Decker was a little confused, but only slightly affected by the drugs Lizzy had obviously slipped into the second bottle. He grabbed for the glittering watch, yanking it out of her hand as she reached into the back of her coverall, drawing out a wicked-looking diver's knife."You tried to drug us. Why?"
"Give me the case you got from the shipwreck and I won't have to hurt anybody."
"Wha-how did you-huh?"
"The case, dip-shit! Give it to me and I won't have to show you your guts!" She brandished the knife at him and he stepped back. A quick glance showed him that Decker (Decker?) was laying on the deck with his arm draped around Coxli. Both seemed quite inert. He slid between Lizzy and them, trying to put his brain back in gear.
"I-I can't do that. I-"
"Then DIE!" She lunged at him, bringing the knife across in a wicked arc intended to disembowel him. He danced to the side, narrowly avoiding Coxli's head, and the knife barely grazed his elbow. He saw her look down at the two unconscious forms; saw her instantly changing her plans. She thrust the knife straight toward his eyes, then attempted a leg sweep on him. Somehow, he anticipated her intent and slipped a straight right under her guard, landing a fairly solid punch in the center of her chest. A scream of frustration tore at his ears as she nearly fell backward, barely recovering as her butt hit the rail.
He had the initiative, but there were two minds trying to motivate his body now. He lurched toward her, the Decker personality going for her knife wrist, the Degren mind intent on crushing her face with a fist. The result was a blow that struck her forearm feebly, almost causing her to drop the knife.
She saw his distress, and a victorious grin lit her face. "You should have just gone to sleep, fur-boy. Now I'm going to make you hurt." As he backed up, confused, twitching with conflicting impulses, she raised the knife for him to see. "Pretty knife. Shiny knife. My little razor sharp tooth is going to tear you in a hundred places, Fido." Lightning-quick, she lashed out and gashed his brow, and the blood trickled immediately into his eye, painting his vision red. The two minds struggled against each other for dominance, and she edged in closer, triumph plain in her eyes. She feinted at his face again, then slashed his bicep, opening up a long slice that felt like it grazed muscle.
The Decker-mind fought to take control, but their wills were too evenly matched. Realizing this, he sought the drug-laden part of their mind and tried to dive into the narcosis. At first, the immediacy of that bright blade wouldn't let him stop struggling; she got three more nasty gashes in before he was able to close his mind's eye and submit.
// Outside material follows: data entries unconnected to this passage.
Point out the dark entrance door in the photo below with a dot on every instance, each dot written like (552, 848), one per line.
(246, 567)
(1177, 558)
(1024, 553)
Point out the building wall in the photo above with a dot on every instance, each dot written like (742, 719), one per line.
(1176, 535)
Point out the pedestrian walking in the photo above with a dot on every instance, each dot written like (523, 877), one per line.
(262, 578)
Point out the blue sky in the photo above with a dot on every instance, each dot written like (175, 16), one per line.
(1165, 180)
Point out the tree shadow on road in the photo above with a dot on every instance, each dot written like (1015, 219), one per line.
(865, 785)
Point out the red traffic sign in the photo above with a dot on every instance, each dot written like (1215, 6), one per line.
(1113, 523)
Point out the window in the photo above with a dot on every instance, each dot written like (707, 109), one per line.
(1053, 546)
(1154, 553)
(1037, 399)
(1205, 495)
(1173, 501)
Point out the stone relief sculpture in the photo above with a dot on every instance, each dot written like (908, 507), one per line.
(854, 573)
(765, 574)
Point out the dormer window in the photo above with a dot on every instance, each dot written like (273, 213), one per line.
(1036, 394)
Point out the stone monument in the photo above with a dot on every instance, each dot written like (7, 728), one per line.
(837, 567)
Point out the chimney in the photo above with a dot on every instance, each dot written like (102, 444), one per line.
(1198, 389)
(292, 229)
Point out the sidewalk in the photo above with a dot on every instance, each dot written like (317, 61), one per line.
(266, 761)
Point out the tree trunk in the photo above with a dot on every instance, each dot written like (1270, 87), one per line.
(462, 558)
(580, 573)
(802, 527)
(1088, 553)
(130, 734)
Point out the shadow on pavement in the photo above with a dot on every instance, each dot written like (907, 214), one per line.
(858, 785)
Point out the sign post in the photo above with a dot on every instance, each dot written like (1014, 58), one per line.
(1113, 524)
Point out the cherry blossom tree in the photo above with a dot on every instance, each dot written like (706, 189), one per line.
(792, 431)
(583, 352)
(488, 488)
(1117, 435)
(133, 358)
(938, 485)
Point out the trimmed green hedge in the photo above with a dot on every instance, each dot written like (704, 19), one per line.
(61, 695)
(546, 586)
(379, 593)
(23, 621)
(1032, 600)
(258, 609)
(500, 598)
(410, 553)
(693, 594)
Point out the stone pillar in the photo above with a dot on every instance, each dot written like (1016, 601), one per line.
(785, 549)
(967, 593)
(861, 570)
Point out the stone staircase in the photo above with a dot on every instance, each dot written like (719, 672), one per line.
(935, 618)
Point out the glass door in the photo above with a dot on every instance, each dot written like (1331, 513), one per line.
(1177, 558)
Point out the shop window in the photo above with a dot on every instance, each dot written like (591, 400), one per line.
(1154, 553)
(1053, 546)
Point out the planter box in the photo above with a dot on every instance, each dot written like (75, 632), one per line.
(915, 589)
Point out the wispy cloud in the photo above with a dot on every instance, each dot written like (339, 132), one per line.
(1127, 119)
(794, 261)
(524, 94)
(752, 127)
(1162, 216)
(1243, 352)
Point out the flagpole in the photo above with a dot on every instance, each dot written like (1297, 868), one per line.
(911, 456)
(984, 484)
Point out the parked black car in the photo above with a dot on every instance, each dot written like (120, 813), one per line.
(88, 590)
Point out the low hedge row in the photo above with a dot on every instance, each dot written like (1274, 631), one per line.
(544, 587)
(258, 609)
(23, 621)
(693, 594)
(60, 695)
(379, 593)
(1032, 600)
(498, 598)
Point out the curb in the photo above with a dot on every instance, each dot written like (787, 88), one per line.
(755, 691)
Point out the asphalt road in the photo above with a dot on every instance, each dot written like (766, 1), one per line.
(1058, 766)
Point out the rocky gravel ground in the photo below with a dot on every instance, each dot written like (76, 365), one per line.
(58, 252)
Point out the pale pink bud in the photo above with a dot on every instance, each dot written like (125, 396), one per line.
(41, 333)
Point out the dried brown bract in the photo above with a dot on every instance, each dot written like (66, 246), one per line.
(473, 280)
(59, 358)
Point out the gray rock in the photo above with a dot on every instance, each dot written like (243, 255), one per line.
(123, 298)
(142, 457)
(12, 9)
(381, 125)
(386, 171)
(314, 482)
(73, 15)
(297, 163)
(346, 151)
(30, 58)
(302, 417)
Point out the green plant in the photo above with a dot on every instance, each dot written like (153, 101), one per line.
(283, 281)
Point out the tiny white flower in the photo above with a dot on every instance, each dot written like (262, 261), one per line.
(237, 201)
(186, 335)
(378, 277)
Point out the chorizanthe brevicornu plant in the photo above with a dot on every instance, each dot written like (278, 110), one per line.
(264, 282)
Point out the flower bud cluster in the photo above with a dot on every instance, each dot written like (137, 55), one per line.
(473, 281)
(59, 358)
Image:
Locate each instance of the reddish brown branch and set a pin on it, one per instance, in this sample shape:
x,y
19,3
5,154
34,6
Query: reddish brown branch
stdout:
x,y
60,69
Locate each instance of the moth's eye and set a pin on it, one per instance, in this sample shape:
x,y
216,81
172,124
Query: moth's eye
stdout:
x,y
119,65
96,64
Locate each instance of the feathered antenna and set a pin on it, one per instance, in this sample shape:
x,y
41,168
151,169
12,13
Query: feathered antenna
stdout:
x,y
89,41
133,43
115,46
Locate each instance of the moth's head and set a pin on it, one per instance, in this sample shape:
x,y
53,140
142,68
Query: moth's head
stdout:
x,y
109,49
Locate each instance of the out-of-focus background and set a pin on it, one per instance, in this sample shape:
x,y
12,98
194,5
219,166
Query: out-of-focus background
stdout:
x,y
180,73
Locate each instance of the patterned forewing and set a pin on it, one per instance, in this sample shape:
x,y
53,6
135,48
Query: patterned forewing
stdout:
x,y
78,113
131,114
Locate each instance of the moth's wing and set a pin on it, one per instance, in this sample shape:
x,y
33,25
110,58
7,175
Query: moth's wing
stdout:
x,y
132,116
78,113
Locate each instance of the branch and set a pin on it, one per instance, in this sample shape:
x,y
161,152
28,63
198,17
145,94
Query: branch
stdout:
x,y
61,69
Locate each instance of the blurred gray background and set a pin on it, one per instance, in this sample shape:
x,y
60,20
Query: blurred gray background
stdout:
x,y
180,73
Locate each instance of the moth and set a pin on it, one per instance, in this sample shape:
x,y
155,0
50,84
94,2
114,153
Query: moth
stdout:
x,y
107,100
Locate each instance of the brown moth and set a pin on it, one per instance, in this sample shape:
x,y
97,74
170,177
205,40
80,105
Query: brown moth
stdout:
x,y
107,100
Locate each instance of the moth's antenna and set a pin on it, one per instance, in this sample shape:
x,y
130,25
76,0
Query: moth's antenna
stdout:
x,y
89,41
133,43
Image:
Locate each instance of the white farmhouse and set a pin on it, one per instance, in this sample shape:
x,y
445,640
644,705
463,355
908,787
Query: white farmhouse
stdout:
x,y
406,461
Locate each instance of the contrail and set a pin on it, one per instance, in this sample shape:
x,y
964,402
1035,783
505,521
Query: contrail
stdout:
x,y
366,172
Degren, in full command, leaped out of the path of a blow that was intended for his heart. Catlike, he brought down an overhand chop to her wrist, dislodging the knife and bringing out another frustrated scream. She dove for and grabbed the knife; he kicked her in the ribs, sending her flying into the starboard rail. Realizing she was defeated, she sliced the line holding the two boats, flipped a switch on the side of the motor, and gave one tug on the starter rope. It roared to life and she sped down the river as Degren stood gasping.
He found fabric to bind his wounds, stopping the bleeding just as the pretty colored fish swam up and over his head, taking him into a world of technicolor fantasia that he just could not ignore.